Le pavillon des cancéreux est un grand roman. J’avoue avoir un gros faible pour les romans réalistes mais ce livre réunit les principales caractéristiques du roman classique selon moi. Tout d’abord sur la forme il est accessible pour n’importe quel lecteur et la narration est exemplaire. Tout ce qui ne tient pas dans le texte écrit au présent fait l’objet de flashbacks. Il y a quelque chose de cinématographique dans ce procédé qui retient l’attention du lecteur dans le présent tout en peignant l’histoire personnelle d’un personnage.

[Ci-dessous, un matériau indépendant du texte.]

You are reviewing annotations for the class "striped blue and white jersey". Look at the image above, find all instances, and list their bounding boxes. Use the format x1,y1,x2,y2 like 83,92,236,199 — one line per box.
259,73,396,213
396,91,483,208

Ensuite sur le fond, c’est là surtout que le pavillon des cancéreux est brillant. Soljenitsyne se livre à une critique de la société stalinienne. Le roman se déroule deux ans après la mort de Staline. Le régime soviétique montre de timides signes d’ouverture par rapport à la période stalinienne. La société se réorganise petit à petit. L’écrivain est ici engagé et dresse le portrait de l’époque stalinienne sous toutes ses facettes. Les passionnés d’histoire comme moi y trouveront leur compte. Même si Soljenitsyne est un écrivain qui a dénoncé le stalinisme, il n’y a pas vraiment de morale à ce roman. C’est une description objective des comportements humains pendant une période sombre de l’histoire humaine. Le peuple subit et tente de survivre. Le roman se termine sur un espoir très timide. Un des malades va mieux et revit alors que le printemps fait renaître la nature. Dans ces dernières pages, il y a une sensibilité vraiment profonde sur l’humanité qui vient clore un grand roman à la portée universelle. Le pavillon des cancéreux est intemporel. Il est beau et simple.